A lot has changed since the summer of 2017. Back then, Bungii was just a team of four: Ben, Harrison, Josh and Eric.
Bungii had enough money to last through mid-October and had some pretty lofty tasks to complete to ensure another round of funding. The main goal was proving that Bungii has a practical use in the retail world. If we found a retail partner, the funding came in. If we didn’t, our dream was over [insert dramatic music].
“No problem,” we thought, “it can’t be that hard to find a partner.”
Naively, we started with the biggest, most obvious prospects: Costco, Home Depot and Walmart. We quickly learned that our fledgling startup wasn’t going to get the time of day from corporate behemoths… strike one. Then, we set our eyes on regional chains… 0-2 in the count. Next up, local furniture stores… still no partnership.
If we couldn’t get local furniture stores to partner with us, who would? It was a humbling, defeating stretch. We weren’t sure of our next move.
Then, Josh proposed an idea: “On my way to work this morning, I drove past this second hand store. I popped in and saw that they had a bunch of furniture. They’ve gotta be the partner we’ve been looking for!”
Our team, with newly found wind in our sails, enthusiastically put a pitch together and stopped by the next day. We found the manager and anxiously pitched Bungii, shaking from some odd combination of nervousness and excitement. This was our moment!
We received a two word response: “Not interested.”
Doing our best to apply what we learned in school, we tried to handle the objection and reiterate Bungii’s value proposition.
“Listen guys, it’s a busy day and we already have delivery. The answer is no.”
We walked out of the second hand store crushed. The most frustrating part was that deep down we knew they needed Bungii but we just weren’t able to get the message across. Our mid-October deadline seemed to get a whole lot closer.
The next morning while driving past the store on the way to work, Josh intentionally tried to look away.

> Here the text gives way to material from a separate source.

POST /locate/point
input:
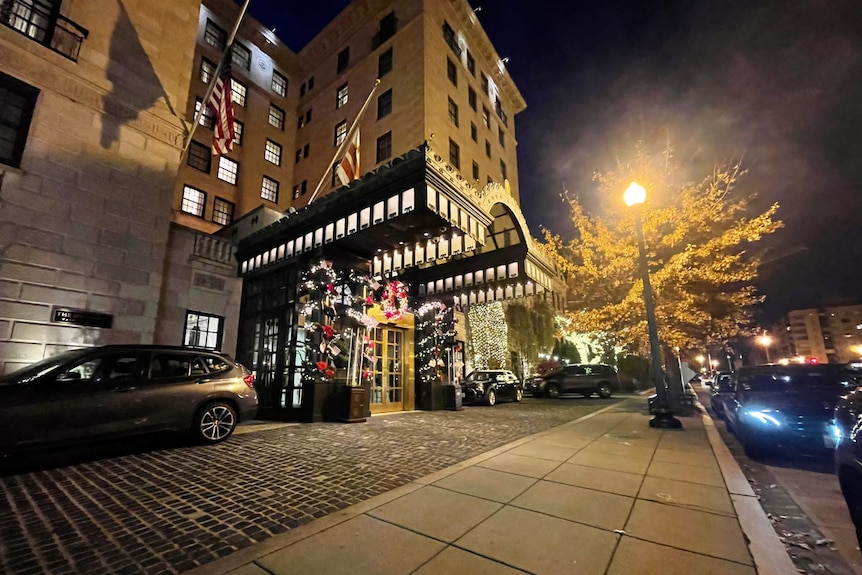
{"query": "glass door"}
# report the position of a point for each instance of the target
(387, 385)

But like a bad car accident, he couldn’t resist. That’s when he noticed a sign in the window. “Volunteers welcomed.” [Light bulb moment.]
Josh came into the office that morning with a bold new strategy: “Guys, we know they need Bungii but the problem is they just aren’t familiar with us. To them, we’re some random dudes coming into their store trying to sell them something. We can change that by volunteering.”
We’re pretty sure someone accidentally, audibly laughed at the idea. We’re working 70 hour weeks trying to get this startup off the ground and Josh is proposing that we start volunteering at a thrift store?
But the laughter turned to silence when Eric asked, “Well… what other options do we have?”
Harrison was the first to break the silence, “It’s ride or die time, fellas. Let’s do this for Bungii.”
For the next ten weeks, the entire Bungii team (a whole four people at this point) sacrificed our weekends and showed up every Friday, Saturday and Sunday morning. We weren’t writing code, developing a market launch strategy or analyzing metrics. We were sorting books, folding baby clothes, organizing furniture and plugging in electronics to determine if they’re working properly.
Slowly but steadily, faces became more familiar and names became more easily recalled. The sting of missing Saturday morning college football stung less.
It was around week seven, while buried knee deep in throw pillows, out of season wreaths and 37 different types of lamps when the manager stopped, pointed at us and said, “Hey, aren’t you guys the Bungii guys?”
30 seconds later, Bungii had our first official partnership. And 30 days after that, Bungii closed our $3.4M Angel funding round.
It’s been over two years and that little thrift store, Blessings Abound, remains one of our closest partners. We’re grateful to have them.
And thankfully, we’ve found more efficient ways to establish partnerships since then.